In valve springs, the mass of the moving part has more importance in valve train performance and benefits any reduction available for the moving component, as honda-san notes. so completely logical in putting the higher weight of spring end at the fixed position.

In suspension, it could be speculated either way of which bit is stationary vs mobile. Suspension convention has it that the ratio of unsprung mass vs sprung mass is at advantage the lighter the unsprung is in comparison to the other.
In other words, the wheel assembly if moved lighter gives better suspension performance.  This because the ideal damping rate to control the sprung mass movement (the vehicle itself) would get more compromised if that damping rate was needed to increase for control of the unsprung mass of wheel etc. A different compromise to valve spring application.

It could be more illustrated by saying the vehicle mass is static or intended to be, with the wheels etc moving up and down to follow the road errors.  Which, if perfectly done (impossible) would give a beautiful ride. The aim of any vehicle design is to lighten the unsprung in trying to move to this scenario,  making heaviest part of spring more ideal at the fork or shock top position. 

As honda-san notes though, this would be a very, very small effect. And especially so in terms of just how little difference there is from one end of the spring to the other in grams when compared to the bike components in many kilograms.
Title: Re: Changing fork oil.
Post by: K2-K6 on December 20, 2024, 11:27:37 AM
Oil quantity isn't absolutely critical, it just has to stay reasonably abovecthe highest point that the damper valve reaches in full travel. This to avoid it causing aeration etc. Some just dip a welding rod down the centre of the spring to gauge where it sits if uncertain of what's been left in there to skew volume.

Too much though, and it'll lock the leg hydraulically against the top as the excess oil has nowhere to go if it hits the cap before full travel is complete.

A very consistent automatic transmission fluid to consider is "LT71141" specification as its a fully synthetic long life demand oil with very stable viscosity characteristics for a flat performance curve.

I do like though the Motul fork oil products, offering various viscosity range and some experiences on here for the 500 fork have been judged successful when using lower viscosity spec to get good subtle road relevant bump absorbing characteristics.
Title: Re: Changing fork oil.
Post by: McCabe-Thiele (Ted) on December 20, 2024, 12:19:58 PM
Although I used Fork Oil a benefit of ATF's is they usually contain plasticisers to keep seals supple.

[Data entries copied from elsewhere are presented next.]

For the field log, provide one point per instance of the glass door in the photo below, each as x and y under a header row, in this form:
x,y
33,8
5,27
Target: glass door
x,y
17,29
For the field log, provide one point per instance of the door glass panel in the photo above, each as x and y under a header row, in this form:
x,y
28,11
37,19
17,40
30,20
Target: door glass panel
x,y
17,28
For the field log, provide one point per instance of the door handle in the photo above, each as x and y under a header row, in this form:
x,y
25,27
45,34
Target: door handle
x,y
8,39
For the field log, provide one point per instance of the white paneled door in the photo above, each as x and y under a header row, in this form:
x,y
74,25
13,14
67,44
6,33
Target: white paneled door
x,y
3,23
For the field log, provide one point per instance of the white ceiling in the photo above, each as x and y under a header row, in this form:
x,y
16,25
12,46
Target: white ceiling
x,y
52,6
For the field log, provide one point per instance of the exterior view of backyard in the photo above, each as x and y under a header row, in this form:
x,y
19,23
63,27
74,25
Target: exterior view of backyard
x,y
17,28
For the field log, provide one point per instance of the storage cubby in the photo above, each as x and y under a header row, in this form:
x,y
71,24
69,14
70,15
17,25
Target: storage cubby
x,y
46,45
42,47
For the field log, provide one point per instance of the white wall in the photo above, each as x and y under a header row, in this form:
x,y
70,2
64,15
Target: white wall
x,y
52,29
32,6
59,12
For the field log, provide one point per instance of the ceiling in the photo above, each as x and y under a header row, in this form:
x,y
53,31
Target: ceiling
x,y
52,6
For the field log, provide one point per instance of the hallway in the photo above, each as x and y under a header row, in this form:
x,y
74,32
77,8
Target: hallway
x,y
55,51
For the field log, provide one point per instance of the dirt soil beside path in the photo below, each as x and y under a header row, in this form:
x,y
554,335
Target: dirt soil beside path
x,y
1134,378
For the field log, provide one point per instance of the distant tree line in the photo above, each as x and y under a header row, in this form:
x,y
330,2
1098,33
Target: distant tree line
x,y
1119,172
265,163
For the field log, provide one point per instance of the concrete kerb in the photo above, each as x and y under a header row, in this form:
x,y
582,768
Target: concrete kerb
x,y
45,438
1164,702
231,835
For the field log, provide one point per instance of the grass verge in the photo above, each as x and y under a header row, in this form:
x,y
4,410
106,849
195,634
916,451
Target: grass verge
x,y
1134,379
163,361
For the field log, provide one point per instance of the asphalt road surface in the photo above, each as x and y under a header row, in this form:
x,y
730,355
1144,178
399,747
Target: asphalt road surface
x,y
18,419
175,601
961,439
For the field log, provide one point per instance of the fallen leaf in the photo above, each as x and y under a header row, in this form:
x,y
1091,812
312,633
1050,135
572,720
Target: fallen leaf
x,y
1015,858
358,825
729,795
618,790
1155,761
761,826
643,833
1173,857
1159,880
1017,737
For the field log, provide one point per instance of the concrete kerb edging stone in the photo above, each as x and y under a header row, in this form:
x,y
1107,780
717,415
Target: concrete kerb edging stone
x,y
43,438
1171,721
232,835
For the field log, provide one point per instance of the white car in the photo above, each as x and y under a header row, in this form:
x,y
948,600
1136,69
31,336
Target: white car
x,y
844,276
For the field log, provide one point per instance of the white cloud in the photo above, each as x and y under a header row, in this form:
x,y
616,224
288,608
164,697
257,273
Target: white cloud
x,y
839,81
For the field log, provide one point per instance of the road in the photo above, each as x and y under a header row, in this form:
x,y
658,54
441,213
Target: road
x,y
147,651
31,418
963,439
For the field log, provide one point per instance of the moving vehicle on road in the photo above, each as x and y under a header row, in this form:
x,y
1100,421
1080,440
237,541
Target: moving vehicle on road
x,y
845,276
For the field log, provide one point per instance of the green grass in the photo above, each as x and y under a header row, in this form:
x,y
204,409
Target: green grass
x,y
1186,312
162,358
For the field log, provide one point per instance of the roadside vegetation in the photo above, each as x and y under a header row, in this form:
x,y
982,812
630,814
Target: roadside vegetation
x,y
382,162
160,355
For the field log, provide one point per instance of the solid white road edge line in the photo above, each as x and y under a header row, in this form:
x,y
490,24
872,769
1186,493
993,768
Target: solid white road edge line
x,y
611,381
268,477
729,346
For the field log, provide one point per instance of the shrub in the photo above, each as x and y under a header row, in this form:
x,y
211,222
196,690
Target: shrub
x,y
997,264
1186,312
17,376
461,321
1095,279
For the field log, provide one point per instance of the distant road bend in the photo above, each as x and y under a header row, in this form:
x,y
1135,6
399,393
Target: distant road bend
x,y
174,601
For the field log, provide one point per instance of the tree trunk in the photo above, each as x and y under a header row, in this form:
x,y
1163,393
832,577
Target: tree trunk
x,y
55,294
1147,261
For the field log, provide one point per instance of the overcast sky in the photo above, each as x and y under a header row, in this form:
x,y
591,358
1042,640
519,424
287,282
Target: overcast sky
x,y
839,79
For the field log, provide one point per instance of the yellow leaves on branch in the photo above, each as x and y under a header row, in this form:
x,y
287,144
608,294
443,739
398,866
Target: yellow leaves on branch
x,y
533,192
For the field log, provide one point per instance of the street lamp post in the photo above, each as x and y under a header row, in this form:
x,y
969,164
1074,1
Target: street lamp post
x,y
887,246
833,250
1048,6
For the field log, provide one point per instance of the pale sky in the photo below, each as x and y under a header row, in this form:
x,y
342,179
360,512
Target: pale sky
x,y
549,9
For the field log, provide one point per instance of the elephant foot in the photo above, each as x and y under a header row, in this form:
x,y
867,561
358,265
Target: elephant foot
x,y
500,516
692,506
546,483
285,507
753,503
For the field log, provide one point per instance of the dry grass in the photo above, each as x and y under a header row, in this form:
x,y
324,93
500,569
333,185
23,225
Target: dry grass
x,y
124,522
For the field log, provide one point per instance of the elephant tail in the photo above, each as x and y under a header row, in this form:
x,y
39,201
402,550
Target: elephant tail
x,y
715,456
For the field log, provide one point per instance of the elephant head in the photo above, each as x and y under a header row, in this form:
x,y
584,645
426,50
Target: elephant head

I am not familiar with LT71141 ATF, most of my automatic vehicles have been Dexron based ATF's, there is a fully synthetic Dexron 6 ATF that you can buy for under £13.00 a litre .
Title: Re: Changing fork oil.
Post by: Bryanj on December 20, 2024, 01:45:52 PM
Originally Honda specified engine oil for forks but changed to ATF as it does not "foam" as much so damping stays more consistent.
Now companies make specific oil for forks in differeing viscosities to alter damping.
As to emptying forks we use to take the bike outside in the yard, undo both drains and pump to see how far it would go, not advisable in an encosed garage filled with your own tools, the freezer and possibly washing machine with the bosses best clothes inside!!
Title: Re: Changing fork oil.
Post by: McCabe-Thiele (Ted) on December 20, 2024, 03:16:27 PM
One drawback with ATF is they do not show the viscosity in easy to understand units like SAE 10.
Title: Re: Changing fork oil.
Post by: Martin6 on December 20, 2024, 11:34:48 PM
Irritatingly, there isn't a standard for fork oil viscosity. Fork oil weights can really vary between manufacturer. 40W Ohlins 1316, is the same as 15W Silkolene RSF15 fork oil.